Last May's Budget showed $1 billion will be slashed from public services over the next few years. That means from this year the effect will become noticeable.
The Government is heaping pressure and responsibility for these cuts onto chief executives, by forcing them to find from existing budgets the money they had previously been given to fund superannuation and KiwiSaver contributions. It means they have to make staff redundant or slash programmes - or both. What other options do they have?
It's the one area the Government does actually control and have direct influence over. So it's about cuts. Make no mistake - the changes start with cuts.
But of course politicians have to change the language and Key and his team did well on that in the first term. They won the argument. They talked about moving staff from the back office and beefing up the frontline. They stayed on message. They refused to move from it. They had a mandate to trim back the 40,000 strong public service and they did it.
But now it gets tougher. Stage two is harder. Especially given Key has made it a priority.
He's now talking about more departmental mergers, more backroom staffing changes, more hubs involving I.T, human resources and legal services coming together to service numerous departments where it works and more focus on "outcomes." That means they want the public service to perform. They want targets.
But Key's also talking about Smartphones replacing people. How many times have we heard that computers will replace people?
It's Treasury speak from the 80s. But has it's time come? Can robots really replace people? And how far will National go?
John Key is making a speech on all this within a few weeks. He will outline more of National's thinking.
He's signalled the private sector might be given some of the tasks. Watch Labour cry foul over that.
But Key's test is this. Will the wider public really notice a more efficient public service? A better IRD? A better WINZ? A better DOC? A better court system? If you cut DOC workers, how can the DOC estate be a better managed place?
Or will they just focus on those that get thrown on scrapheap?
Can you really do more with less? Can Smartphones really replace people? And what sort of service do you get?
If you take one billion dollars out of a wider service does the boat go faster?
As one right wing Parliamentary worker said to me yesterday - the day the 78-year-old Parliamentary messenger/courier with one dodgy leg and one arm, who can't lift more than a kilo gets sacked is the day you know National has truly got stuck into the public service.
It might be a bit dramatic - but change is also not a bad thing.
I work for a private sector media organisation that has pretty tight budgets and always has - especially if I compare it to TVNZ where I worked for seven years. They still have too many people. Too many managers, too many people in their newsroom doing nothing. They don't know how well staffed they are - still.

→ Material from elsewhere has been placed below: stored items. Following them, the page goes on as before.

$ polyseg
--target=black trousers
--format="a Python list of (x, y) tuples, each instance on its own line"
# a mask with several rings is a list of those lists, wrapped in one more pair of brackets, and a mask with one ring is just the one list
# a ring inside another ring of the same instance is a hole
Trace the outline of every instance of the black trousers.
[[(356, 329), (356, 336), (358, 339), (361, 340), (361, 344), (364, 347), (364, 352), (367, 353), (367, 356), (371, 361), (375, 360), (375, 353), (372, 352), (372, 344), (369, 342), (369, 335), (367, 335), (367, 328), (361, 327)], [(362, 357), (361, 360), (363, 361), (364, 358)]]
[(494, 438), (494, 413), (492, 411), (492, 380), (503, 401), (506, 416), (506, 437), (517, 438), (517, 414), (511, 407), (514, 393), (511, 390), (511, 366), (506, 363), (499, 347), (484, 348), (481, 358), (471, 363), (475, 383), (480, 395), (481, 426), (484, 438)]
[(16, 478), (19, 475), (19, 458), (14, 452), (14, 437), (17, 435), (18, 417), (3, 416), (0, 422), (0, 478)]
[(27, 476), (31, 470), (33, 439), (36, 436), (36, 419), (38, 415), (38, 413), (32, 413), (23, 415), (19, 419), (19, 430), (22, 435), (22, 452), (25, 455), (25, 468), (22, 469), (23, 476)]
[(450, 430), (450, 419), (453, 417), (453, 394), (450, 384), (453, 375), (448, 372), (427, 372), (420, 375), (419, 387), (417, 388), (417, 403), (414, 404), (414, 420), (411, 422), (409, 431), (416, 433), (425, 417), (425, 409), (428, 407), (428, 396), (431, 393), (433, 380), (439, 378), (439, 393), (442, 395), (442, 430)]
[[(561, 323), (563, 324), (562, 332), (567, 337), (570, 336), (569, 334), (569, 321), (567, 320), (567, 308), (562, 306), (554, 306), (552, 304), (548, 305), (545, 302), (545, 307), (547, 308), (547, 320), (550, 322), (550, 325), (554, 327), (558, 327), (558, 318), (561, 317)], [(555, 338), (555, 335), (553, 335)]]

So I look at the public service and say change can happen - and it must. Some departmental offices are still staffed well - it looks like a luxury from where I sit. The real world is a tough hard place. The world has changed.
Public services across Europe are getting massive shake-ups. Tens of thousand of people are losing their jobs.
But no one should be fooled that these changes are driven by a desire to have a better, sexier, more responsive public service.
It's first and foremost driven by a desire to save one billion dollars and to get back into surplus by 2014/15.
And that means doing less with less - and sacking thousands of people on the way through.
That's the truth - and National should, as Brenda Pilott from PSA said yesterday - come clean on it, Mr Key.
I think Aucklanders are convinced about the need for change but Wellingtonians are shit scared - they're shaking in their brown shoes and long socks.